I have found a process improvement for my How to Schedule Your Twitter Account Posts code. I thought briefly about it when I was originally coding but wanted to push my work to production first. What I found lacking was that every-time I publish a new post to my blog I have to turn off my code, update the database and then reload. I wish there was a way I could check for a new blog post, update my database, and post to Twitter auto-magically. Oh wait, there is!
The plan is to webcrawl my website’s RSS feed every day and check to see if there is anything new. I’ve already written one blog post on Part 1 – How to Crawl Your Website and Extract Key Words. Taking that post and merging it with my How to Schedule Your Twitter Account Posts should work. We also have the Schedule package that will make it easy to run a new thread for deploying the spider. See, this is where Automating My Life gets fun.
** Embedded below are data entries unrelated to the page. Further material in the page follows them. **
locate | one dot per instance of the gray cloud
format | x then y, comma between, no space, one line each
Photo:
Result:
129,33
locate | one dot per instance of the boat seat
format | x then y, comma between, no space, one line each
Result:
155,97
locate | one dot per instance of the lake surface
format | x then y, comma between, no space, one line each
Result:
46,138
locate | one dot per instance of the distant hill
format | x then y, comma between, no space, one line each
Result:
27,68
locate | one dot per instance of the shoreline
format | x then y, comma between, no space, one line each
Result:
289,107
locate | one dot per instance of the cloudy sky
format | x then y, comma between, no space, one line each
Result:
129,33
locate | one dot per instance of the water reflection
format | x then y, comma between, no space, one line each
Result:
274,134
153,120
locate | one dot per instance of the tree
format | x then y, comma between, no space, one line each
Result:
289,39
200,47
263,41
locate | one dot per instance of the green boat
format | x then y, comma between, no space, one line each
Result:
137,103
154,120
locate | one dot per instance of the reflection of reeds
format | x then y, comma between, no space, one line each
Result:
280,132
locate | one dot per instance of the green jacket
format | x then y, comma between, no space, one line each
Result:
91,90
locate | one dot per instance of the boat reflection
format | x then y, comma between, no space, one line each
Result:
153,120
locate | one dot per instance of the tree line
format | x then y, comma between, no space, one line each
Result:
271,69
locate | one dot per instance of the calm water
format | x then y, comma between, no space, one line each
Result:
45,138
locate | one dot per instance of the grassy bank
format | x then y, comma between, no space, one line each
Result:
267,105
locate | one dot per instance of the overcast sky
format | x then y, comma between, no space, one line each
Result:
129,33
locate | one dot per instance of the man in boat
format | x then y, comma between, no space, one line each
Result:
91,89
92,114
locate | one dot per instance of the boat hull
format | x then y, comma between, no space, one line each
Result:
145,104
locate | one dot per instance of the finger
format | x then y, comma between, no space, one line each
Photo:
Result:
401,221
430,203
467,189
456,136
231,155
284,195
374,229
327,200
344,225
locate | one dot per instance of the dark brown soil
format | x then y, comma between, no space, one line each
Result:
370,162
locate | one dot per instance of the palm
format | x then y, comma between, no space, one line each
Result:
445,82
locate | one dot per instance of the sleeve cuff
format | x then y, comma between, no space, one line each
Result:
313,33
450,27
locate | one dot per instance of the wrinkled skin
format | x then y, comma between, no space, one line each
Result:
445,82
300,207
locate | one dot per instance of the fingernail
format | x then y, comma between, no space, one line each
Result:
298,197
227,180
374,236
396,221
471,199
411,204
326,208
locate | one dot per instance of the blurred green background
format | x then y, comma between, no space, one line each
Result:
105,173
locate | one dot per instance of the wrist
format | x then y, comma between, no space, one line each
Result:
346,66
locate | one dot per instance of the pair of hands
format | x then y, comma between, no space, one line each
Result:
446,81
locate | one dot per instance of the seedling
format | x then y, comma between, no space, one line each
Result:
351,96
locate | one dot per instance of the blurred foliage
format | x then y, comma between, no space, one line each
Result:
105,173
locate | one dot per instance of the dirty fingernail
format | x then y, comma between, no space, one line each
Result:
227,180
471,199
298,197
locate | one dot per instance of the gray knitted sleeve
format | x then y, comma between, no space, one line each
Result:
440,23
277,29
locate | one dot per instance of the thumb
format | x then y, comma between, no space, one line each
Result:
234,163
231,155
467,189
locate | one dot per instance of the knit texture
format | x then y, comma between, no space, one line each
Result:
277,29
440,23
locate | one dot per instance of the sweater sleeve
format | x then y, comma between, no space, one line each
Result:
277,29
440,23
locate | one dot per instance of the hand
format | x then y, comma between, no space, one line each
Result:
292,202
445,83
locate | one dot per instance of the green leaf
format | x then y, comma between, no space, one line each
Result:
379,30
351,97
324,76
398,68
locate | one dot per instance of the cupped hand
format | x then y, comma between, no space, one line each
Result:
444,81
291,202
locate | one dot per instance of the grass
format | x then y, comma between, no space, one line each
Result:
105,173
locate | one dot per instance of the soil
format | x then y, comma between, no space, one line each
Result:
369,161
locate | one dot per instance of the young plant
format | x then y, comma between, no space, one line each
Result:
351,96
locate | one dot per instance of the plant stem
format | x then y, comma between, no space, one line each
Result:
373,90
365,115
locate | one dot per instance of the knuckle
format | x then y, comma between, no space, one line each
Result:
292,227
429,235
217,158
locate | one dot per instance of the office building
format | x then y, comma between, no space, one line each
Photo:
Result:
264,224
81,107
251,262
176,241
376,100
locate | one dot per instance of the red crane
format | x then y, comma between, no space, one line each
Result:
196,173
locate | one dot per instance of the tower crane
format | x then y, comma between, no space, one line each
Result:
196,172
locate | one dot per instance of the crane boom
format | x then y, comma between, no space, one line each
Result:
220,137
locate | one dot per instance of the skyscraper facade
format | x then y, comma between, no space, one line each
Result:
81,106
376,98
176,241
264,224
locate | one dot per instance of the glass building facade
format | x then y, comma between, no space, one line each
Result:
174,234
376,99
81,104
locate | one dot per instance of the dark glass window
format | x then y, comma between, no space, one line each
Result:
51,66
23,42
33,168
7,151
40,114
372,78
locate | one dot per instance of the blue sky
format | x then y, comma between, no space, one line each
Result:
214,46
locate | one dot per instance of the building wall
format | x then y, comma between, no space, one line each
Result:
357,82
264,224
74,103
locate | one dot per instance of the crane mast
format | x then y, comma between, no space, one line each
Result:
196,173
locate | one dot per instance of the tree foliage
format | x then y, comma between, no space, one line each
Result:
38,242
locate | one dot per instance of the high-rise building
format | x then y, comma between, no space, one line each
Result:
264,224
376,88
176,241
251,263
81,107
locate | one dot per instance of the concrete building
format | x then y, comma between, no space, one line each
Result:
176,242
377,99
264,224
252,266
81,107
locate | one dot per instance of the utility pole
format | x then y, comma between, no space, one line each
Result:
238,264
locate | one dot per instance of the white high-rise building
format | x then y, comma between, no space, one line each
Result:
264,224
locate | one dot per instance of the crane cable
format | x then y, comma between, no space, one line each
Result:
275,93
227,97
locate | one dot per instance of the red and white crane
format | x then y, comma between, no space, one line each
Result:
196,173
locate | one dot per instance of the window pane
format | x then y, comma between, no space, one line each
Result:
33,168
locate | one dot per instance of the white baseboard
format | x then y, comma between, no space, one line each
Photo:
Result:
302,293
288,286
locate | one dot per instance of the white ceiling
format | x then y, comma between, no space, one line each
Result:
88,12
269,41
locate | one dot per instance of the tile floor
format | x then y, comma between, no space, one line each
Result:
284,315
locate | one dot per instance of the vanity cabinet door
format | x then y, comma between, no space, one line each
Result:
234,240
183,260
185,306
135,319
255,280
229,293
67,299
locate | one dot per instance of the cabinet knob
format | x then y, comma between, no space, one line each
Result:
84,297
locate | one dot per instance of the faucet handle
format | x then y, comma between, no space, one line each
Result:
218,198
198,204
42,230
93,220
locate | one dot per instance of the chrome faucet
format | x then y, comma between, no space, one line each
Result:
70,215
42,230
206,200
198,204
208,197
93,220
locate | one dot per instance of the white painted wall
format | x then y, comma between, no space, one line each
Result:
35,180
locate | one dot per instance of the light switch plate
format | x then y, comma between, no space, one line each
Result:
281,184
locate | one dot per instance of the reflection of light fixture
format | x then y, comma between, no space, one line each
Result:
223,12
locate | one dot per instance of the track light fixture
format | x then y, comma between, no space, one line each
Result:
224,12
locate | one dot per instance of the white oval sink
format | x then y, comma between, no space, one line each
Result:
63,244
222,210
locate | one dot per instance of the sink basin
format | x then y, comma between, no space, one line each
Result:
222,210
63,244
Most programmers don’t re-write code, especially the code that took them forever to write the first time. I will only talk about the new functions in this blog post, and most likely the funnest parts.
The Shiny New Code
updateSchedDB() is the new function that runs every night. This function runs deploySpider() which pings my RSS feed then does a Pandas “merge” to weed out the old links versus the new links. We also have the reschedule() function to randomly select a new posting time that does not currently exist. You should probably put this into a while loop so that it consistently re-schedules if there ever is a match, but there are so many possible combinations that I’ll leave it alone for now. My crowning achievement is the pollHashTags() function.
Have you ever wanted to know which #hashtags are the best to use on Twitter? There are a few things you could do but some of them are out of the scope of this post, so I settled for following Top Twitter Leaders and extracting an index of all their “#” signs using buildHashtagIndex().
Sprinkle In Some Data Science
Not only do I get the new links, I also get 3 random hashtags from an index of 100 possible hashtags. Right now they are completely random, but I could also do some metrics on the topLeaders and their Twitter posts. We could do term frequencies for every hashtag for the last 10 pages and rank them largest to smallest, or even extract features from their text that “describe why” they may have chosen that hashtag. Using those features, we could build a model to “recommend to ourselves” a better hashtag that may reach more people.
I love sprinkles…